0845 643 64 63

Monthly Archives: May 2022

Deploy Azure AutoML Model And Consume In Excel

It has come back to my turn to write a blog post, and if you remember my previous one concerned why you should use Azure based AutoMl and subsequently how to do so. If you followed that then you will be left with a model of which you’ve scored and know the performance of, but no way of how to then deploy and use your model.

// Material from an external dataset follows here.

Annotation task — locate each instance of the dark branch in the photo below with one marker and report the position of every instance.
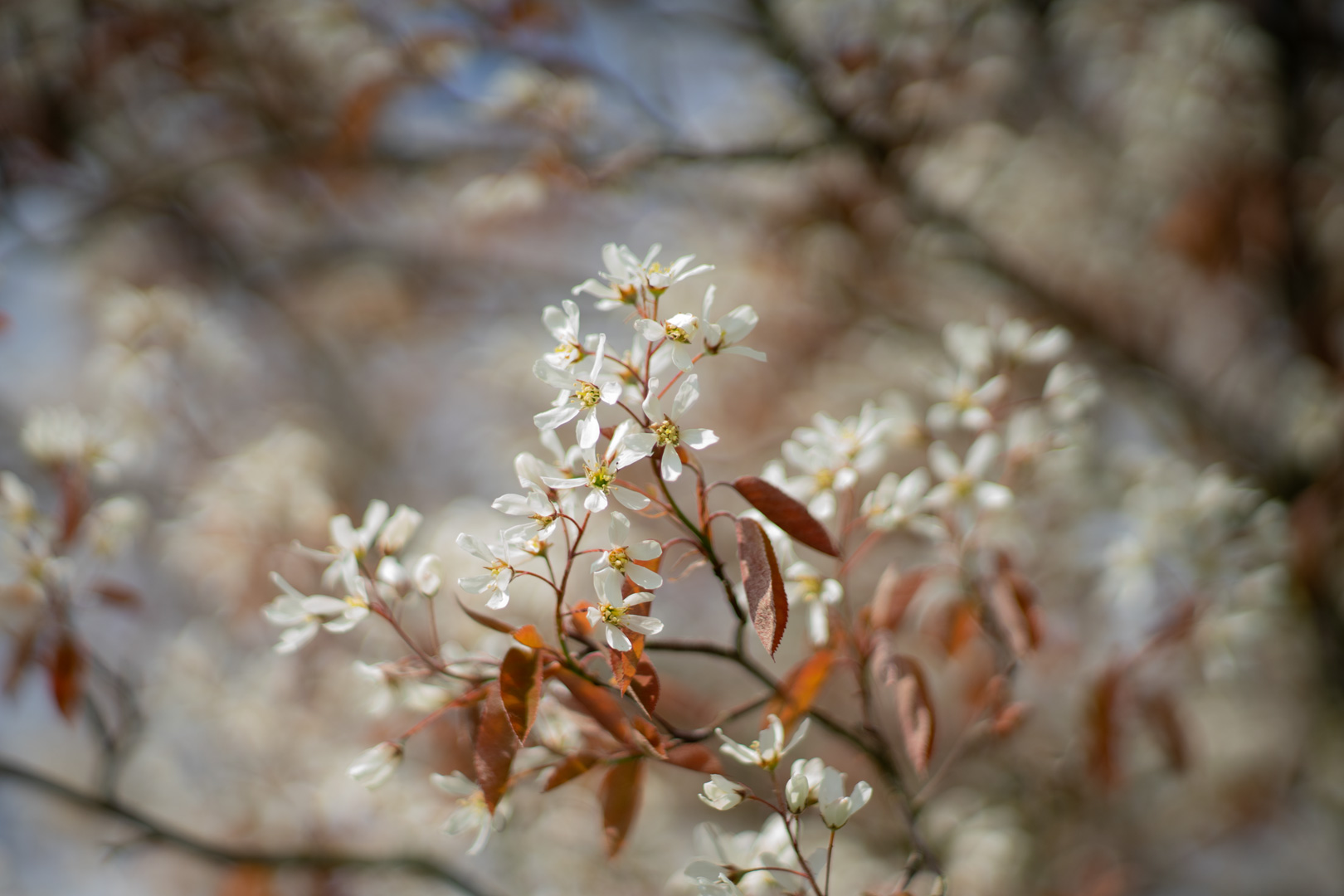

I will outline the steps needed to do this (which involves a major shortcut as we are using an AutoMl model), and then show you the required VBA needed to consume this in Microsoft Excel.

Create an endpoint

The first step is to navigate to your selected model in Azure Machine Learning Studio, click the dropdown on the deploy tab and select deploy to a web service.

You will then be met by the below screen which is where we really benefit from using an AutoMl model! If this was not an AutoMl model, we would have two other fields here asking for an entry script file and a Conda dependencies file. The point of these being to allow whatever is calling the model to know how to use it and also what packages it needs to run it. Luckily, AutoMl has already done this for you, so all you need to do is give the deployment a name (no spaces, special characters or spaces allowed) and then for ease of use go for an Azure Container Instance for Compute type. Then click deploy!

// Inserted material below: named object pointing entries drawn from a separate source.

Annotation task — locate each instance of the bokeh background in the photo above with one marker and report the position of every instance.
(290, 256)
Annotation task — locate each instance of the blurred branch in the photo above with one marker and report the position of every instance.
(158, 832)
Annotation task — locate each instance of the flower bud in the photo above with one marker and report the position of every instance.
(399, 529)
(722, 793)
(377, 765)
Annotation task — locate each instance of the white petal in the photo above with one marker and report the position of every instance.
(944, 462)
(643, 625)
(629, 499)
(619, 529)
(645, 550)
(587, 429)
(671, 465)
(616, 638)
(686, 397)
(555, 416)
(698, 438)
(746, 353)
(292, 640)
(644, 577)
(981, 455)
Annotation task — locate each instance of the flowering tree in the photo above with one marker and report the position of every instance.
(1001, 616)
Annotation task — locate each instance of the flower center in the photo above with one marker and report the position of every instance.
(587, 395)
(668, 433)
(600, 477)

Then navigate to the ribbon on the left of your screen and select endpoints to see your end point. Open this and you will see it will have a deployment state of ‘Transitioning’ for a while and when this is ‘Healthy’ you are ready to go. When ready, you will see a few tabs at the top of the page (under the deployments name) the main ones are ‘Test’ where you can manually enter values into a JSON format to get a result, and ‘Consume’ where you can see the REST endpoint you have created as well as useful code snippets on how you can implement your model in C#, Python and R; but not Excel which will be more familiar to your average data consumer.

How to consume in Excel

Before we write any VBA we need to make a table in a spreadsheet for the data to be entered into and results to outputted to. If you go back to the ‘Test’ tab, it’s useful to look at the JSON to see what order the features will be read as they must match the order shown in the JSON.

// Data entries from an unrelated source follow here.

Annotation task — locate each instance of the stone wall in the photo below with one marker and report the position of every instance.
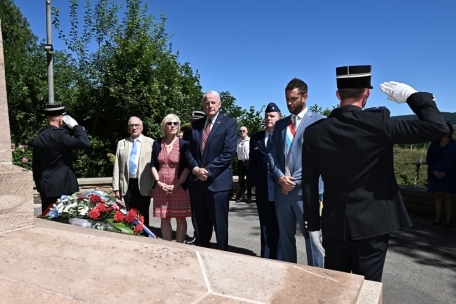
(419, 203)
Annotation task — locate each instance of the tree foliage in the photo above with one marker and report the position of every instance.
(26, 74)
(126, 68)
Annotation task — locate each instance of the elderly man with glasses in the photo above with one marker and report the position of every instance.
(132, 179)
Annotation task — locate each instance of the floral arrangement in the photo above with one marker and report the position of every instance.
(96, 210)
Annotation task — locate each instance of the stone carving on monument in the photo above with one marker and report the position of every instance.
(16, 183)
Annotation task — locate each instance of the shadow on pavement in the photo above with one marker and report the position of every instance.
(426, 245)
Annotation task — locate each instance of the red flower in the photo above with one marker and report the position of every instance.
(138, 228)
(118, 217)
(101, 207)
(134, 212)
(96, 199)
(131, 216)
(94, 213)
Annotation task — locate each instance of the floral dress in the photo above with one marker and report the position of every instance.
(170, 204)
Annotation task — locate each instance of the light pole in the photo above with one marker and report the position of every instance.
(49, 49)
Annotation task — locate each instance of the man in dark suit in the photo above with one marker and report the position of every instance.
(263, 184)
(212, 148)
(52, 165)
(353, 151)
(286, 168)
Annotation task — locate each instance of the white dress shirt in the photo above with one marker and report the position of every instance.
(138, 147)
(243, 148)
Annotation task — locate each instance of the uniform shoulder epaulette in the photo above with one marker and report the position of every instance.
(375, 109)
(315, 122)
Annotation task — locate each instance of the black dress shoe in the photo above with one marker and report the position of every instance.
(191, 241)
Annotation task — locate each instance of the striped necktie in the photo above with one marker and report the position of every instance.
(207, 130)
(133, 158)
(291, 132)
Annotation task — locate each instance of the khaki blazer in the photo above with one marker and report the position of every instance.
(121, 166)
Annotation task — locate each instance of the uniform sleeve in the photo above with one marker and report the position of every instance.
(36, 169)
(80, 140)
(252, 162)
(429, 126)
(310, 190)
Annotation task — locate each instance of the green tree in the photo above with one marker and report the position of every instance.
(126, 68)
(26, 75)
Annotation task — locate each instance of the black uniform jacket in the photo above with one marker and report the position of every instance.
(259, 173)
(353, 151)
(52, 164)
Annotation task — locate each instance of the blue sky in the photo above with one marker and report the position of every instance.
(253, 48)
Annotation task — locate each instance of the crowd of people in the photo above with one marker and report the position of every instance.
(346, 157)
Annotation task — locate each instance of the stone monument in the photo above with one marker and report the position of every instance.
(16, 183)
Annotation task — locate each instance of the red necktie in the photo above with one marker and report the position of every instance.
(207, 130)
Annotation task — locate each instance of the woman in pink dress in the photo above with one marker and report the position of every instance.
(169, 169)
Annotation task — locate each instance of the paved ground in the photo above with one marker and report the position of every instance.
(420, 265)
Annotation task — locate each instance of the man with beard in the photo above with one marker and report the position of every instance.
(285, 161)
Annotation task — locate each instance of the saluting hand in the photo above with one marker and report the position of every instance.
(396, 91)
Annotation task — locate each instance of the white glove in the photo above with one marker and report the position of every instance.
(317, 239)
(69, 121)
(396, 91)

You can then create a table which mirrors this.

You then need to write some VBA to link these elements up, so you firstly have to make a VBA module. To do this you need to open the VBA GUI which is accessed via the developer tab and clicking ‘Visual Basic’.

You then need to click the VBA project with the name of your excel workbook , then click the insert tab and select ‘Module’. This is where you will write your VBA which we will do in two sections. The first being a function which performs the HTTP request to the end point. We want it to take our Features and the REST endpoint and make a HTTP request with these and store the response. The second will be a sub that needs to create the JSON we saw in the ‘Test’ tab earlier, as this is how the endpoint needs the input data packaged, and then give this to your function to send to your model.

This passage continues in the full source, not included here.